Re­gard­less of the his­tory, the fact is that the Latin ex­pres­sion is im­prac­ti­cal for con­tem­po­rary use. It's prob­a­ble that if we rep­ri­mand some­one for the lack of suit­abil­ity of mak­ing use of their 'dig­i­tus im­pu­di­cus', they'd feel the same guilt as if we called them a slob in Ara­maic. That's why, it's some­times re­ally in­ter­est­ing to know what this ac­tion is re­ferred to in dif­fer­ent cor­ners of the Eu­ro­pean con­ti­nent. Nec­es­sary and, at the very least, use­ful in­for­ma­tion.

The French, show­ing off their keen sense of irony, call the mid­dle fin­ger 'le doight d'hon­neur' ('the fin­ger of ho­n­our'), de­spite the ges­ture hav­ing very lit­tle to do with ho­n­our.
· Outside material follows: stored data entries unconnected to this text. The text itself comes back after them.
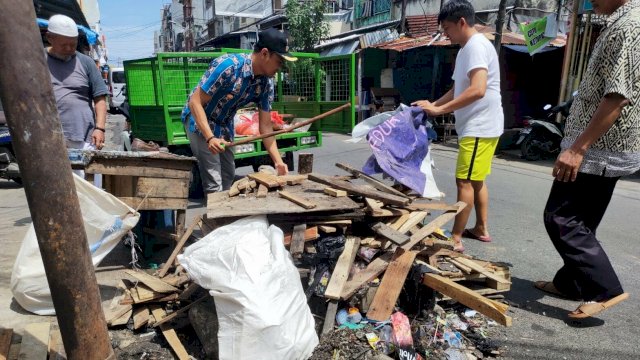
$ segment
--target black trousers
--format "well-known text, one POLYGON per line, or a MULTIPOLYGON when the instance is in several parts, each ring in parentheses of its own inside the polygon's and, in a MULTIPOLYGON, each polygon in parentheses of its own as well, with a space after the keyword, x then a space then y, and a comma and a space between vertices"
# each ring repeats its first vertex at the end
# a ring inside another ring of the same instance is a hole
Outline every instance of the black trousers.
POLYGON ((623 293, 596 229, 619 178, 578 173, 575 182, 554 181, 544 225, 564 266, 553 279, 566 295, 602 301, 623 293))

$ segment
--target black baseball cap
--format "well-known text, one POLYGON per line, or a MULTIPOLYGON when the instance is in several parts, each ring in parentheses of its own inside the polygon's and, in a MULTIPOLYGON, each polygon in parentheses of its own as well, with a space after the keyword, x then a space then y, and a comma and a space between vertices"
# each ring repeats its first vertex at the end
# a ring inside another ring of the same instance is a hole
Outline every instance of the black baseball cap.
POLYGON ((261 49, 267 48, 269 51, 282 56, 282 58, 287 61, 298 60, 297 57, 291 55, 289 52, 289 45, 285 34, 275 28, 261 31, 258 34, 258 43, 256 46, 261 49))

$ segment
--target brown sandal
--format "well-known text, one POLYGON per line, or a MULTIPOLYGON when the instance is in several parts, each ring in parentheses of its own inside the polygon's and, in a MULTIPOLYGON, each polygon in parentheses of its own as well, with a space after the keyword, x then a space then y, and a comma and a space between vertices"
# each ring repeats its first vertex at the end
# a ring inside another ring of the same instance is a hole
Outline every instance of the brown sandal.
POLYGON ((621 302, 623 302, 624 300, 627 300, 629 298, 629 294, 627 293, 623 293, 620 294, 616 297, 612 297, 611 299, 607 300, 607 301, 601 301, 601 302, 587 302, 584 303, 580 306, 578 306, 577 309, 575 309, 574 311, 569 313, 569 317, 571 319, 584 319, 584 318, 588 318, 591 317, 593 315, 597 315, 601 312, 603 312, 604 310, 607 310, 608 308, 617 305, 621 302))
POLYGON ((536 281, 536 282, 533 283, 533 286, 538 290, 542 290, 542 291, 546 292, 547 294, 551 294, 551 295, 557 296, 557 297, 562 298, 562 299, 580 300, 580 299, 573 298, 573 297, 563 293, 562 291, 558 290, 556 288, 556 286, 553 285, 553 282, 551 282, 551 281, 536 281))

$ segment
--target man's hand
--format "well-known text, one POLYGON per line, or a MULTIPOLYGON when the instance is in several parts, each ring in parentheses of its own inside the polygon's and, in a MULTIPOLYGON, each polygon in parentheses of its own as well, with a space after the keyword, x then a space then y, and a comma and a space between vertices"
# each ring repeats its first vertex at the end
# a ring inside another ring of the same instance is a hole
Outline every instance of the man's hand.
POLYGON ((276 166, 276 172, 278 176, 287 175, 289 173, 289 168, 287 167, 287 164, 283 163, 282 161, 279 163, 276 163, 275 166, 276 166))
POLYGON ((436 106, 434 103, 432 103, 429 100, 418 100, 418 101, 412 102, 411 105, 420 106, 422 110, 424 110, 424 112, 426 112, 430 116, 438 116, 438 115, 444 114, 444 111, 442 111, 441 107, 436 106))
POLYGON ((553 167, 553 177, 562 182, 576 181, 583 158, 584 154, 578 151, 573 149, 564 150, 558 155, 553 167))
POLYGON ((104 131, 94 129, 93 134, 91 134, 91 144, 96 149, 101 150, 104 147, 104 131))
POLYGON ((209 151, 211 151, 212 154, 216 155, 216 154, 220 154, 221 152, 224 152, 225 146, 227 144, 229 143, 224 139, 211 138, 207 143, 207 147, 209 148, 209 151))

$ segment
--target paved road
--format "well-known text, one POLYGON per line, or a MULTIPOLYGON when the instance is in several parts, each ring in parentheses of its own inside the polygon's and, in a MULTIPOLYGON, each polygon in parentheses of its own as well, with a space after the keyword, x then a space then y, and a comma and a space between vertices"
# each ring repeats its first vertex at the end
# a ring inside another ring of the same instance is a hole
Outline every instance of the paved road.
MULTIPOLYGON (((324 146, 314 149, 315 170, 340 174, 337 161, 360 166, 370 156, 367 144, 346 143, 347 137, 325 134, 324 146)), ((455 148, 435 146, 436 182, 455 201, 453 182, 455 148)), ((249 168, 239 169, 240 173, 249 168)), ((488 180, 490 230, 494 242, 467 240, 467 252, 481 258, 513 265, 512 291, 507 300, 514 306, 513 327, 504 340, 510 359, 631 359, 640 358, 640 179, 621 181, 599 234, 631 299, 603 313, 599 319, 571 323, 565 314, 576 302, 543 296, 532 281, 550 279, 561 260, 542 224, 542 209, 551 186, 550 162, 526 163, 513 158, 496 159, 488 180)), ((597 191, 597 189, 594 189, 597 191)), ((586 194, 585 196, 588 196, 586 194)), ((0 180, 0 319, 2 325, 20 327, 37 317, 20 315, 9 291, 11 267, 29 223, 21 188, 0 180), (8 320, 5 320, 8 319, 8 320)), ((193 209, 200 212, 199 209, 193 209)))

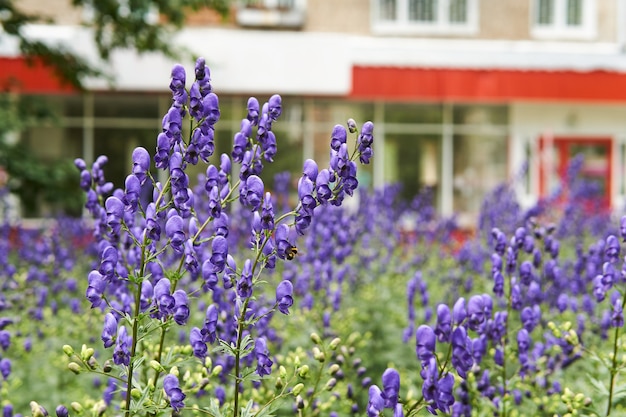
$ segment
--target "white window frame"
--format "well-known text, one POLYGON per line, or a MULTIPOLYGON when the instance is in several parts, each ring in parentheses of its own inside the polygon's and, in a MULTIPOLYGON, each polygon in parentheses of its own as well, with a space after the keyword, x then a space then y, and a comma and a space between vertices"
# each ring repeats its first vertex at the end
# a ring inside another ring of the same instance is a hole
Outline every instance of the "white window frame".
POLYGON ((554 22, 550 25, 537 23, 539 0, 533 0, 530 9, 530 34, 537 39, 580 39, 590 40, 597 36, 597 4, 596 0, 582 0, 581 24, 568 26, 566 23, 567 0, 553 0, 554 22))
POLYGON ((478 0, 467 0, 467 21, 452 23, 448 15, 450 0, 437 0, 437 20, 409 20, 409 0, 396 1, 396 19, 383 20, 380 6, 383 0, 371 0, 372 33, 376 35, 474 35, 478 33, 478 0))

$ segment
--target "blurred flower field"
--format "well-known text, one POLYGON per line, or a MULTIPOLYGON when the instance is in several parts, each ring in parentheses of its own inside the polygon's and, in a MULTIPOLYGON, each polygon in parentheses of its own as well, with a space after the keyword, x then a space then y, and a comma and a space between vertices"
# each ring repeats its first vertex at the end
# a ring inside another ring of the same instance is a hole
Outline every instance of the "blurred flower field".
POLYGON ((91 218, 1 226, 4 416, 625 413, 626 221, 594 205, 580 160, 531 209, 493 190, 470 233, 429 190, 359 189, 376 145, 350 120, 327 167, 307 160, 296 190, 281 174, 269 194, 280 96, 251 99, 213 155, 219 102, 202 60, 193 74, 187 89, 173 69, 124 188, 106 157, 76 161, 91 218))

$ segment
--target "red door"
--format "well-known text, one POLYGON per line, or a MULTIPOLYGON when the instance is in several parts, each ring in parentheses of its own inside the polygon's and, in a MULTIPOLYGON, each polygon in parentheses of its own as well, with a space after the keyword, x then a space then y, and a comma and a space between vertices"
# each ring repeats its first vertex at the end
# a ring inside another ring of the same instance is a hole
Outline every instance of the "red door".
POLYGON ((583 203, 589 209, 608 209, 611 204, 611 157, 610 138, 542 137, 540 140, 540 193, 542 197, 562 188, 561 198, 571 191, 568 183, 568 168, 577 156, 583 158, 578 179, 585 180, 596 190, 593 198, 583 203))

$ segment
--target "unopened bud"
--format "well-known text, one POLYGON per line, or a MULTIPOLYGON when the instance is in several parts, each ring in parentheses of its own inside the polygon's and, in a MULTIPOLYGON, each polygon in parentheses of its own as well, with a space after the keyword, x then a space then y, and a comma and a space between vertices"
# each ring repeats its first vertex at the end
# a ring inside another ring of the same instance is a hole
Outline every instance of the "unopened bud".
POLYGON ((113 365, 111 365, 111 359, 107 359, 102 366, 102 371, 108 374, 109 372, 111 372, 112 369, 113 365))
POLYGON ((322 344, 322 338, 317 333, 311 333, 311 341, 315 343, 316 345, 322 344))
POLYGON ((330 348, 330 350, 335 350, 337 349, 337 346, 339 346, 339 343, 341 343, 341 339, 338 337, 335 337, 333 340, 330 341, 330 344, 328 345, 328 347, 330 348))
POLYGON ((70 407, 72 407, 72 410, 76 411, 78 414, 83 412, 83 406, 79 402, 74 401, 70 403, 70 407))
POLYGON ((285 367, 282 365, 278 367, 278 376, 280 376, 281 378, 287 378, 287 369, 285 369, 285 367))
POLYGON ((298 369, 298 376, 300 378, 306 378, 307 376, 309 376, 309 365, 302 365, 298 369))
MULTIPOLYGON (((83 345, 84 347, 85 345, 83 345)), ((80 352, 80 357, 86 362, 93 357, 93 348, 85 348, 80 352)))
POLYGON ((339 365, 333 363, 332 365, 330 365, 330 368, 328 368, 328 373, 330 375, 335 375, 340 369, 341 367, 339 365))
POLYGON ((70 357, 74 355, 74 349, 70 345, 63 345, 63 352, 70 357))
POLYGON ((178 366, 172 366, 172 369, 170 369, 170 374, 174 375, 176 378, 178 378, 180 372, 178 371, 178 366))
POLYGON ((157 372, 165 372, 165 368, 161 363, 157 360, 152 359, 149 363, 150 368, 154 369, 157 372))
POLYGON ((81 367, 79 364, 77 364, 76 362, 70 362, 67 364, 67 368, 74 372, 76 375, 80 374, 81 371, 81 367))
POLYGON ((219 374, 222 373, 222 370, 224 369, 224 367, 222 365, 217 365, 215 368, 213 368, 213 370, 211 371, 211 375, 212 376, 219 376, 219 374))
POLYGON ((131 389, 130 390, 130 396, 133 397, 136 400, 141 398, 141 390, 139 388, 131 389))
POLYGON ((324 362, 326 360, 326 355, 324 355, 324 352, 319 350, 317 346, 313 348, 313 357, 318 362, 324 362))
POLYGON ((55 410, 57 417, 69 417, 70 411, 64 405, 58 405, 55 410))
POLYGON ((276 378, 276 383, 274 384, 274 386, 276 387, 276 389, 283 389, 285 384, 283 383, 283 380, 280 377, 278 377, 276 378))
POLYGON ((291 392, 293 393, 293 395, 297 397, 298 395, 300 395, 303 389, 304 389, 304 384, 300 382, 299 384, 296 384, 295 387, 293 387, 293 390, 291 392))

But their Ger­man neigh­bours drop es­cha­tol­ogy and ex­plore the world of feces with their 'stinkefin­ger'. In other words, the 'stinky fin­ger'. In Italy and Poland, they opt for a frus­trat­ingly de­scrip­tive name, aka call­ing some­thing by it's ac­tual name. So, the 'dito medio' and 'środ­kowy palec' won't have any other trans­la­tion be­sides 'mid­dle fin­ger'. But the Eng­lish make use of metonymy. For them, the ges­tural in­sult, and all that it im­plies, can be sum­ma­rised in one ex­trem­ity: the fin­ger.

Dif­fer­ent ways to call a fin­ger. A fin­ger to in­sult every­one.